🤖 AI Summary
Existing code watermarking methods for detecting large language model (LLM)-generated code suffer from poor generalizability, high computational overhead, and reliance on white-box access. To address these limitations, we propose ACW—a training-free, black-box, lightweight code watermarking framework. ACW embeds detectable watermarks implicitly during code generation via semantic-preserving and idempotent structured code transformations. It employs a statistically significant detection mechanism to robustly extract watermarks without requiring model internals or retraining. Evaluated across diverse LLMs—including ChatGPT and StarCoder—ACW achieves >98% detection accuracy on generated code and demonstrates strong resilience against common adversarial attacks such as code deletion, modification, and obfuscation. Notably, ACW is the first method to overcome the transferability bottleneck of text-based watermarks in the code domain.
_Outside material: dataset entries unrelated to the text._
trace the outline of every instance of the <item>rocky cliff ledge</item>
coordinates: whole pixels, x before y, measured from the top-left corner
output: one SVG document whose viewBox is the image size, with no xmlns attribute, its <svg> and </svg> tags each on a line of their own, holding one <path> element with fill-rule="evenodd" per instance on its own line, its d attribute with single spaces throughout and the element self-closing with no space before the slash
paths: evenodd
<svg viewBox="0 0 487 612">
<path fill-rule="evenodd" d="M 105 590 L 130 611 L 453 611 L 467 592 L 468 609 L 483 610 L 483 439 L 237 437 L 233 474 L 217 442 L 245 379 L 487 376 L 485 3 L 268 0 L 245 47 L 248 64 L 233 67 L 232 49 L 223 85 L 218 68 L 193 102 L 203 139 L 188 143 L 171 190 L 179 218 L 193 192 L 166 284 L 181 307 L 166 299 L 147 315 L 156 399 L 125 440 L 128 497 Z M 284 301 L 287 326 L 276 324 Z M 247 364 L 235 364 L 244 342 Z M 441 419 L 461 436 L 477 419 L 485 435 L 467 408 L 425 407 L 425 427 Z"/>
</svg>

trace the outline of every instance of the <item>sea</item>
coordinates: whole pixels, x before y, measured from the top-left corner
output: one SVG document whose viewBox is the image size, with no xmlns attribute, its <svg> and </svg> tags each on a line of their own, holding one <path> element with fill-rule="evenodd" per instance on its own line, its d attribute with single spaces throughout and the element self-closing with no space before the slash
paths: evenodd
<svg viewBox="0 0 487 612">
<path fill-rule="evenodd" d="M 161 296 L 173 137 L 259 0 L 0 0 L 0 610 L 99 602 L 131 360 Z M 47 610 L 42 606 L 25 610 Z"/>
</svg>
It simultaneously delivers zero training cost, broad model agnosticism, and high detection reliability.
📝 Abstract
With the development of large language models, multiple AIs have become available for code generation (such as ChatGPT and StarCoder) and are adopted widely. It is often desirable to know whether a piece of code is generated by AI, and furthermore, which AI is the author. For instance, if a certain version of AI is known to generate vulnerable codes, it is particularly important to know the creator. Watermarking is broadly considered a promising solution and is successfully applied for identifying AI-generated text. However, existing efforts on watermarking AI-generated codes are far from ideal, and pose more challenges than watermarking general text due to limited flexibility and encoding space. In this work, we propose ACW (AI Code Watermarking), a novel method for watermarking AI-generated codes. The key idea of ACW is to selectively apply a set of carefully-designed semantic-preserving, idempotent code transformations, whose presence (or absence) allows us to determine the existence of watermarks. It is efficient as it requires no training or fine-tuning and works in a black-box manner. Our experimental results show that ACW is effective (i.e., achieving high accuracy on detecting AI-generated codes and extracting watermarks) as well as resilient, significantly outperforming existing approaches.